Mas como projeção do superego dela, ela espera que eu tome a iniciativa na conquista, que eu não me lastime dizendo que "quem anda me comendo é o tempo" e siga esfregando o calendário dos encontros íntimos que, por sinal, nem dá meia dúzia de dias para todo este ano. Ah, ela odeia isso!
"(...)Assim como amor está para a amizade e que há de negar que esta lhe é superior?", hein, Caetano? eu bem sei. Mas é que a amizade realmente é um grande amor e todo grande amor não é suficientemente grande se não contiver uma forte amizade.
Então, Tati, minha amiga, você é um amor de pessoa e é um amor e tanto!
Ela lamenta nosso pouco turismo acadêmico deste ano, porque os eventos acabaram se chocando e agora ela vai para Minas e eu para Campinas, o que diminui o prazer da viagem, porque somos cúmplices, dividimos opiniões, lamúrias e nosso juízo sobre os gatos que passam pelas ruas de São Paulo. E o que é São Paulo sem Tati e sem sua habilidade e senso de orientação pelos metrôs? e sem a paixão dela por comer sanduíche da Subway, coincidentemente (subway é metrô, em inglês, lembram?).
E o que seria dela sem os meus pitacos na hora de comprar presentes para a família, na hora de planejar e comprar as peças do guarda-roupa profissional dela? fora os sapatos e os passeios pelas outlets e as inevitáveis contas para fazer o balanço do impacto financeiro das inconsequências shoppaholics!
E na hora das referências bibliográficas, somos cúmplices.
Quando a escrita dá aquela estagnada e a gente entra em crise, juntas gememos e choramos, desejando um café gelado que nos console. E este trajeto todo é para dizer que eu estou super feliz por saber que a minha felicidade é importante para ela.
Eis uma pessoa que verdadeiramente gosta de me ver bem.
A felicidade de que tratamos é aquela, a do possível, a que não exclui angústias e problemas ou ansiedade. Felicidade de gente de carne e osso, sabe?
Estou mesmo feliz e tocada pelo carinho e pela atenção de Tati comigo.
Recentemente, pegaram o namorinho escondido de uma aluna minha.

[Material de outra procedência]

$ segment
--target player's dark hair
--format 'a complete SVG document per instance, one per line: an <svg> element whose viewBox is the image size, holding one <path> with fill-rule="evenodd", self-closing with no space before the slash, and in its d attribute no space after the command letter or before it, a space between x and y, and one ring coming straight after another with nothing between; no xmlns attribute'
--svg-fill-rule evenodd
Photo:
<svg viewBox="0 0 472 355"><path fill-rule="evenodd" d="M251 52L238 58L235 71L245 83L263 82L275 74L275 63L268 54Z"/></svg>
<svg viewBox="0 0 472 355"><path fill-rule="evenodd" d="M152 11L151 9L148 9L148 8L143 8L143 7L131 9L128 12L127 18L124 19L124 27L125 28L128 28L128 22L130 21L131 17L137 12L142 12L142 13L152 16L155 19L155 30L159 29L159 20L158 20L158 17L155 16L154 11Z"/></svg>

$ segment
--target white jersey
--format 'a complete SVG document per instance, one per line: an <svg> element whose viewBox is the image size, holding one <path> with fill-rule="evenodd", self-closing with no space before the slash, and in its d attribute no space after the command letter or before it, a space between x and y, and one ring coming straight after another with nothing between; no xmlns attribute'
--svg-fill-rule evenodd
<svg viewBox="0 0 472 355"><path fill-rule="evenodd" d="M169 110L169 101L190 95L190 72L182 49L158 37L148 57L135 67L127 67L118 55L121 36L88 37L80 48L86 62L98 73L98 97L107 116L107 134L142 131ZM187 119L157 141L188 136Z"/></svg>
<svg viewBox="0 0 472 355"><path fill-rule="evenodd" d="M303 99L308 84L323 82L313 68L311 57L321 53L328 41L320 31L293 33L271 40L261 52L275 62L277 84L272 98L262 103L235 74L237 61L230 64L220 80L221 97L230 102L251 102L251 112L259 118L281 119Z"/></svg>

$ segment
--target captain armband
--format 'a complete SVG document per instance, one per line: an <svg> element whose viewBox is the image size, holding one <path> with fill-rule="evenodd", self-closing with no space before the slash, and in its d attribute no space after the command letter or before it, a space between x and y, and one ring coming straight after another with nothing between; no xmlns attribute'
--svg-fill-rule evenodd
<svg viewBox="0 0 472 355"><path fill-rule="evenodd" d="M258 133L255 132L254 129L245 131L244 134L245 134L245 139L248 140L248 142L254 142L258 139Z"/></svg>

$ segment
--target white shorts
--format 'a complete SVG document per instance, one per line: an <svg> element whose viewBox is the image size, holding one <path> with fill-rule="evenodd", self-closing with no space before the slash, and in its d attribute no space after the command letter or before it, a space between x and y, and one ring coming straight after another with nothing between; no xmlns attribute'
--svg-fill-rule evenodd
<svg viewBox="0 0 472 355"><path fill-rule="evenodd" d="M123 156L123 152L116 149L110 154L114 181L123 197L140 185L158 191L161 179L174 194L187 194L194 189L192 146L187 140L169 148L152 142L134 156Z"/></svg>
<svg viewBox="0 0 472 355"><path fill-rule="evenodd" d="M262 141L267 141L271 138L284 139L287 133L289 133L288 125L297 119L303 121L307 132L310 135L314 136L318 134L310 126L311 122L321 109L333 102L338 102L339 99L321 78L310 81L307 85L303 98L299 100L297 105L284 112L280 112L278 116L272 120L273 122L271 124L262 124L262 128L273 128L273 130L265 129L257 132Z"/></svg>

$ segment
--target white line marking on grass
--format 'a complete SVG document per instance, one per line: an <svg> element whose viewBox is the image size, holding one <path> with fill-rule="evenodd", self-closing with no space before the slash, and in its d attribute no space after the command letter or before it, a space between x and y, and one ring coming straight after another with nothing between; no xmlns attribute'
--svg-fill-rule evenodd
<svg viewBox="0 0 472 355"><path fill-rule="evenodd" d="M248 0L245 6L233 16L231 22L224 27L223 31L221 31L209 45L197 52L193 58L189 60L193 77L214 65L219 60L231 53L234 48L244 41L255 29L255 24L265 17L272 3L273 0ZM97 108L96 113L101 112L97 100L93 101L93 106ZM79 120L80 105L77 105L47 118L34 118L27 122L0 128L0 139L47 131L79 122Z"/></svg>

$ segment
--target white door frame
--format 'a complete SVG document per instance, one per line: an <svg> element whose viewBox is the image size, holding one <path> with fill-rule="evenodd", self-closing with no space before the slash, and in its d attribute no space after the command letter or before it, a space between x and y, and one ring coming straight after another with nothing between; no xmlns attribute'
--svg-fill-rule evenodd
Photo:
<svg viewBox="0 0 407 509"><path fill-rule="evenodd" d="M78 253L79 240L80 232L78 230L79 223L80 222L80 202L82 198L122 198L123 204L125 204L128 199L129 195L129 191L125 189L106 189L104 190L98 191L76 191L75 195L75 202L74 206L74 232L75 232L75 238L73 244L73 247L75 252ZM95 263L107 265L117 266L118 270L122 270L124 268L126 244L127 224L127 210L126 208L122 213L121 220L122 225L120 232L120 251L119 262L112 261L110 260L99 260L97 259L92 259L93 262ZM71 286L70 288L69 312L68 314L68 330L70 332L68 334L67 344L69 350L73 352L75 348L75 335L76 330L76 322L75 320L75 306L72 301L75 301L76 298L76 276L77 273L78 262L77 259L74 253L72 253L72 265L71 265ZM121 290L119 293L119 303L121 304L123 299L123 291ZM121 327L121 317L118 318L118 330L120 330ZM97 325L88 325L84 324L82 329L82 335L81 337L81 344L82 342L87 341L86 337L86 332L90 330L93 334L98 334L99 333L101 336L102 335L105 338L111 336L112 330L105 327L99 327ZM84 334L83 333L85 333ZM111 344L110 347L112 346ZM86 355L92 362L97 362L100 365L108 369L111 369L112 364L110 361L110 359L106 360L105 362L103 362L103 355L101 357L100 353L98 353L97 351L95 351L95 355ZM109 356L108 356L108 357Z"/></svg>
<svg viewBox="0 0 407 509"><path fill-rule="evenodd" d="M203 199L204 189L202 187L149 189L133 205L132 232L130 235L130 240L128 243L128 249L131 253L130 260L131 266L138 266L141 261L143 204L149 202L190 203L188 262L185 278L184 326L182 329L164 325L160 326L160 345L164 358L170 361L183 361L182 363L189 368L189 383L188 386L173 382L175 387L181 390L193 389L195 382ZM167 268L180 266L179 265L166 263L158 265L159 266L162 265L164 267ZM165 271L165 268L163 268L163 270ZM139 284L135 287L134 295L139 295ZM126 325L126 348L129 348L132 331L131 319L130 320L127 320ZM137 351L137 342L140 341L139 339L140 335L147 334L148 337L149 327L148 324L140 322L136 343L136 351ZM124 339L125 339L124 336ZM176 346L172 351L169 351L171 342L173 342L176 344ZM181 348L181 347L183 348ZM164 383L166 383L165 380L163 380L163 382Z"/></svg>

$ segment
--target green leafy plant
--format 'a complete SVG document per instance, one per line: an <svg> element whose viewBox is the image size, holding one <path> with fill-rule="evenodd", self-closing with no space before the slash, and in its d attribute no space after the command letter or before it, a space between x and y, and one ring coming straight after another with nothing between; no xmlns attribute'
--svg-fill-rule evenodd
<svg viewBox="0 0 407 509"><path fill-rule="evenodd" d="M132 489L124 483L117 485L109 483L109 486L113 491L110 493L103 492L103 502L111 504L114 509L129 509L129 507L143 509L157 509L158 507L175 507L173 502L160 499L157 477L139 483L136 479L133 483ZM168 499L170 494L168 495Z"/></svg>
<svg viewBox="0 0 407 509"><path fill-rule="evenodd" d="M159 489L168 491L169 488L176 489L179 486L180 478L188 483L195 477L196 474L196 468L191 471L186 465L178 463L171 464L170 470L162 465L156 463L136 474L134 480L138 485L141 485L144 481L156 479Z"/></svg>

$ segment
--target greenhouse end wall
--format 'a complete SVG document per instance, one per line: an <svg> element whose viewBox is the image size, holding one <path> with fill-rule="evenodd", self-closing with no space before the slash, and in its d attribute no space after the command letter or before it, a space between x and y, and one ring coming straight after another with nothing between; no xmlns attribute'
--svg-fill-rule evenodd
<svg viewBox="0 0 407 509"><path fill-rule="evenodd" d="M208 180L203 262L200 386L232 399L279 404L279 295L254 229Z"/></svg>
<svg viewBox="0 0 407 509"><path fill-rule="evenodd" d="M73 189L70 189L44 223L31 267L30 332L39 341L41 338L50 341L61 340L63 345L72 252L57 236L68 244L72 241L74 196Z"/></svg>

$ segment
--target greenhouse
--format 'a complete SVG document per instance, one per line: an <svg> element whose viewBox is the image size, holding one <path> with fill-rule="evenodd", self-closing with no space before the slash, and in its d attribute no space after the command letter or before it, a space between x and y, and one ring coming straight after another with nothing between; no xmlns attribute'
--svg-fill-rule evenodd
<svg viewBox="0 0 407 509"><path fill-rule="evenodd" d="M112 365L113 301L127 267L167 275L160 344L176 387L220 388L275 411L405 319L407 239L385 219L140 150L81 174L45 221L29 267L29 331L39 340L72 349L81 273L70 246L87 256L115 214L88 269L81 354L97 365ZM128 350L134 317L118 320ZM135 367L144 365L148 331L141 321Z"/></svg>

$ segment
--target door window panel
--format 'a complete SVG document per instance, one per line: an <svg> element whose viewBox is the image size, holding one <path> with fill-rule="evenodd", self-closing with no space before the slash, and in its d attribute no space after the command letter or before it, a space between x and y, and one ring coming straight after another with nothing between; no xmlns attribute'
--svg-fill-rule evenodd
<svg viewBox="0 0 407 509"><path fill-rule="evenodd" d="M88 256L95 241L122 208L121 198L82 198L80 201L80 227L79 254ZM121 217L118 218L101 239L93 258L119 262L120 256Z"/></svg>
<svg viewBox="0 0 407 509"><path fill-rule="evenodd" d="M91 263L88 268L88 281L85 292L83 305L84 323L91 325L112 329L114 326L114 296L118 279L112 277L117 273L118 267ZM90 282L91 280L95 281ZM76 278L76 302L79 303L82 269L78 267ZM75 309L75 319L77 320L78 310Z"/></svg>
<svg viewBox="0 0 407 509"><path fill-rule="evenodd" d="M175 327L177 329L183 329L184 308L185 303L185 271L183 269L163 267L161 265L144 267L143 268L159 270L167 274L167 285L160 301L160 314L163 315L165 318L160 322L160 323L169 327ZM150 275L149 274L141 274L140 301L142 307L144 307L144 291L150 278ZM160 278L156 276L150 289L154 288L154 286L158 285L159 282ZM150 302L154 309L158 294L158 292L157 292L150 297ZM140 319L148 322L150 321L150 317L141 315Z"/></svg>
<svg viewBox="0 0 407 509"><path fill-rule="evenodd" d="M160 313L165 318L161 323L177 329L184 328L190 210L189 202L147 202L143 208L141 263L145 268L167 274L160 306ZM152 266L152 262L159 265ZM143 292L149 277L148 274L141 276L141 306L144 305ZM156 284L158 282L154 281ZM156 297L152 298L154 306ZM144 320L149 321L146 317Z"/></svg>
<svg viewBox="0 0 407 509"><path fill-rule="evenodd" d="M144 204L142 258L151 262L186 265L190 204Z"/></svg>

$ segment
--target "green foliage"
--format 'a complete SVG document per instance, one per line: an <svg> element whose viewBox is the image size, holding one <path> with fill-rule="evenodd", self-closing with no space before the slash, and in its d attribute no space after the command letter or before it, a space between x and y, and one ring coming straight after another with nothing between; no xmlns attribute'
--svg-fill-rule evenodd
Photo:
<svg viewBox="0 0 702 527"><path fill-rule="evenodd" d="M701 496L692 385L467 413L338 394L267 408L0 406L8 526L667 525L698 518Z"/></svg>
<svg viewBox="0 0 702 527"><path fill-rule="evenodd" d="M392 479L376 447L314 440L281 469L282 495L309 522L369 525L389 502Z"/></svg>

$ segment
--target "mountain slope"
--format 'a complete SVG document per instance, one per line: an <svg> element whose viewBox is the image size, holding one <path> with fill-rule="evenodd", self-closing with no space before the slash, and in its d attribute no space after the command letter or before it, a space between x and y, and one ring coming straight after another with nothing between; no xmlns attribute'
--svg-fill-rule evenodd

Diga-se de passagem, minha aluna fofa, maravilhosa, que está de nomoro com um aluno igualmente querido.
Por divergências religiosas, a moça foi induzida a contar aos pais o namoro e, consequentemente, a terminar com quem ela gosta. Como pode ter gente assim no mundo, com o prazer de ditar o que é certo e jogar areia na felicidade dos outros? eles lá, sem fazerem mal a ninguém, duas pessoas de bem que tiveram a chance de se perceber e de se gostar, agora ameaçadas pelo valor crítico dos estranhos.
Por isso algumas relações devem e precisam ser sigilosas, escondidas: há sempre quem se incomoda, quem acha que o outro não merece a plenitude daquilo que vive, enfim.
Em um outro caso, estou também em paz por ter sabido que as máscaras de duas pessoas deste quilate caíram: por um lado é um alívio por me sentir vingada pelo tempo ter mostrado quem é quem; por outro, é aquela satisfação da justiça dos acontecimentos porque confiaram na dada pessoa e me puseram em suspeita. Agora, toma! sinto, óbvio, porque eu não queria que Ella se magoasse, que descobrisse desta forma que a amiga não era amiga, que disputava o território amoroso com ela e que, sobretudo, era uma disputa de vaidades. Neste efeito dominó, caíram 03 máscaras, mas só duas foram percebidas. É o que dá a falsidade. Quero é estar longe disso sempre!
Mas dos meus amigos é quero estar perto em sentimentos, em pensamentos, em planos e poder agradecer por este esteio, este porto em que ancoro mágoas e felicidades.